Some years ago when we were weighing up the pros and cons of making bigt bale silage for the first time, a neighbour advised us to give it a try, but to remember there's no magic in the black plastic bags: the silage we got out would be only as good as the raw ingredients, the grass, we put in.

Sound advice, and a principle which applies to so much in farming, food and life in general.

Spring work on the farm is very much involved with preparing the raw ingredients: ploughing, sowing weeding cereal and vegetable crops; harrowing, rolling and fertilizing grass for hay and silage.

In country churches, traditional Rogationtide services are held to bless the land, livestock and work of the farmer in anticipation of the harvest.

In parts of the West Country, another springtime tradition involved Whitsun cheese rolling competitions held on the village green to reaffirm the tenants' rights to graze their stock on the village common.

While there's no history of this in Cumbria, the right to graze sheep on the open fell common remains as important to the Lakeland hill farmer to day as it was to tenants in the Middle Ages. In those days shepherds would migrate with their flocks to spend the summer in huts, or sheils, on the hillside, returning to the farm in time for the harvest.

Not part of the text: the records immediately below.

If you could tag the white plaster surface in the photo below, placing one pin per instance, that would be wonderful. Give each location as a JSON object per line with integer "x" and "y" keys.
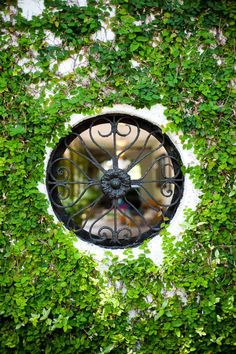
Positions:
{"x": 31, "y": 8}
{"x": 190, "y": 197}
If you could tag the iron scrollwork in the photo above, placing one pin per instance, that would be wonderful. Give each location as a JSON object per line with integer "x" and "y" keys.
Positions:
{"x": 93, "y": 190}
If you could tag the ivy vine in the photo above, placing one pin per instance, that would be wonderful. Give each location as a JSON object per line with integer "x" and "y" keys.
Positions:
{"x": 54, "y": 299}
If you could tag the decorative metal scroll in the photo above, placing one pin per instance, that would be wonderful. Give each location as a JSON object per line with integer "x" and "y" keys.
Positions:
{"x": 115, "y": 180}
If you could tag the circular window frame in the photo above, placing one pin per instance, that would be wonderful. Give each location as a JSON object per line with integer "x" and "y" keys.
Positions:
{"x": 149, "y": 127}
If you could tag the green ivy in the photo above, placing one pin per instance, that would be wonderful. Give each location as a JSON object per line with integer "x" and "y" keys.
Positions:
{"x": 56, "y": 299}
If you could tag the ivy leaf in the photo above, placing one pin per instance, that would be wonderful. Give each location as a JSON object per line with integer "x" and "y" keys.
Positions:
{"x": 134, "y": 46}
{"x": 17, "y": 130}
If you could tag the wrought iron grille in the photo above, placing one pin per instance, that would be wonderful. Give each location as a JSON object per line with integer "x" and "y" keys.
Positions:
{"x": 115, "y": 180}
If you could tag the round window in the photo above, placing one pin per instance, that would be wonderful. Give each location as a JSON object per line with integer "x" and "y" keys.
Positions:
{"x": 115, "y": 180}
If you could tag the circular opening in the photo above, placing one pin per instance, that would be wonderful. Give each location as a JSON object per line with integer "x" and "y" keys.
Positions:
{"x": 114, "y": 180}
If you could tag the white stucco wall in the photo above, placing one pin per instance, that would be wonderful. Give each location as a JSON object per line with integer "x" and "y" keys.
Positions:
{"x": 155, "y": 115}
{"x": 190, "y": 197}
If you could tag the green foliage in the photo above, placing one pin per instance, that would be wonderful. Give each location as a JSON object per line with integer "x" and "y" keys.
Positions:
{"x": 53, "y": 298}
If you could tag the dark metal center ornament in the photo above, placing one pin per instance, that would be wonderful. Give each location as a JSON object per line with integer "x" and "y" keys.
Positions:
{"x": 115, "y": 183}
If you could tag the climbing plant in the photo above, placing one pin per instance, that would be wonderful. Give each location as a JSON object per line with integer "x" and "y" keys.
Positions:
{"x": 56, "y": 299}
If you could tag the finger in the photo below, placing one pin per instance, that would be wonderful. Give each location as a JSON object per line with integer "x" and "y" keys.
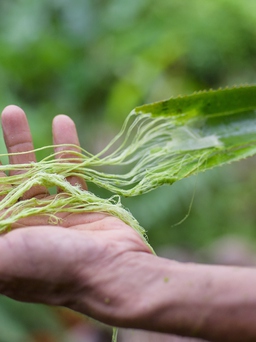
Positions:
{"x": 18, "y": 138}
{"x": 64, "y": 132}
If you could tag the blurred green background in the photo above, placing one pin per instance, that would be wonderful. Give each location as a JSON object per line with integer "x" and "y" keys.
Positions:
{"x": 95, "y": 61}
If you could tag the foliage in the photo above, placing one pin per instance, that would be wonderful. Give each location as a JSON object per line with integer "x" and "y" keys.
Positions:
{"x": 96, "y": 60}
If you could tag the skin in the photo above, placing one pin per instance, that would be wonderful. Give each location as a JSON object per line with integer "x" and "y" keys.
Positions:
{"x": 97, "y": 265}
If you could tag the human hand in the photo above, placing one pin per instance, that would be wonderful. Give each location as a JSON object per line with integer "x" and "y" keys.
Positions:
{"x": 87, "y": 263}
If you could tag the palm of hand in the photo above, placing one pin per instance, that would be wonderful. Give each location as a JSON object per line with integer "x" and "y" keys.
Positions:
{"x": 79, "y": 264}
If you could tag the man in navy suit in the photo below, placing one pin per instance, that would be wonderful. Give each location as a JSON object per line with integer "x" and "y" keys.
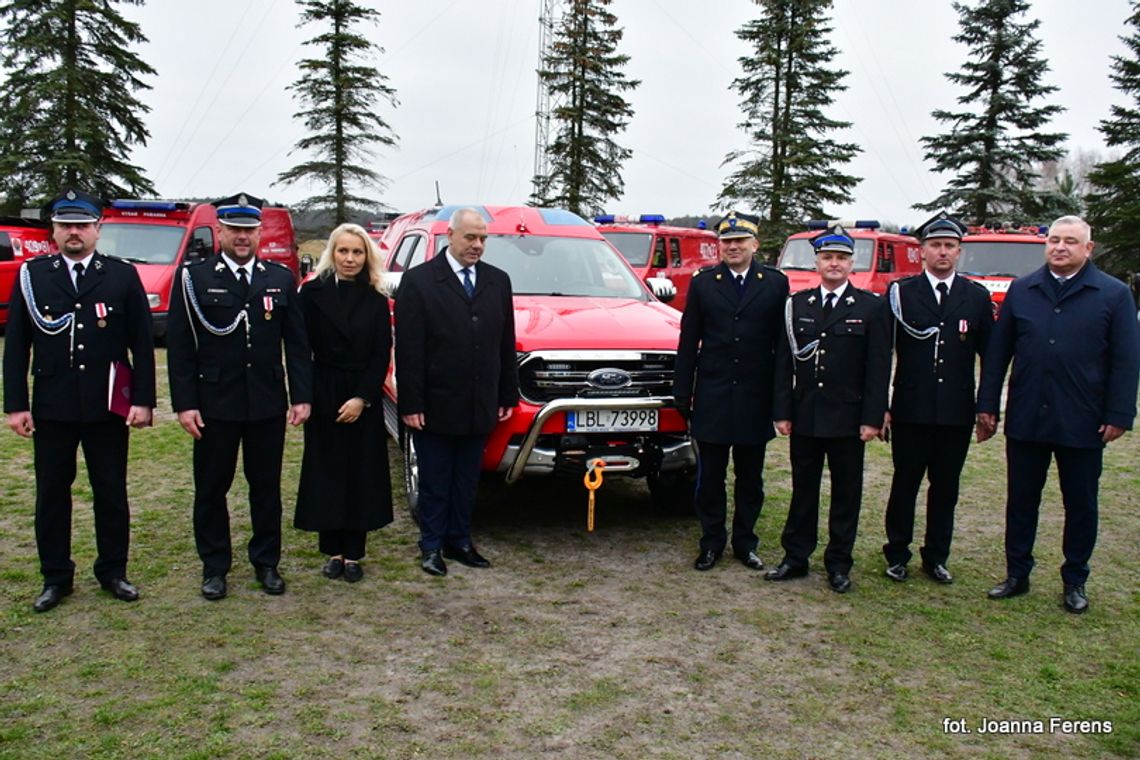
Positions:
{"x": 457, "y": 373}
{"x": 1071, "y": 332}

With lambing time now over, flocks of Herdwicks, Roughs and Swales; ewes with a single lambs, have returned to their hefts on the fells, but this Whitsun will see human migration of a different sort.

Old Lakeland farmsteads and villages will be repopulated by folk returning to summer in second homes, and to exercise their right to roam on the open commons. Meanwhile, farmers with in-bye fields safely shut up for hay and silage, and lambing sheds returned to the busy comings and goings of nesting sparrows and swallows, can turn their attention to other jobs such as attending the farmers' markets.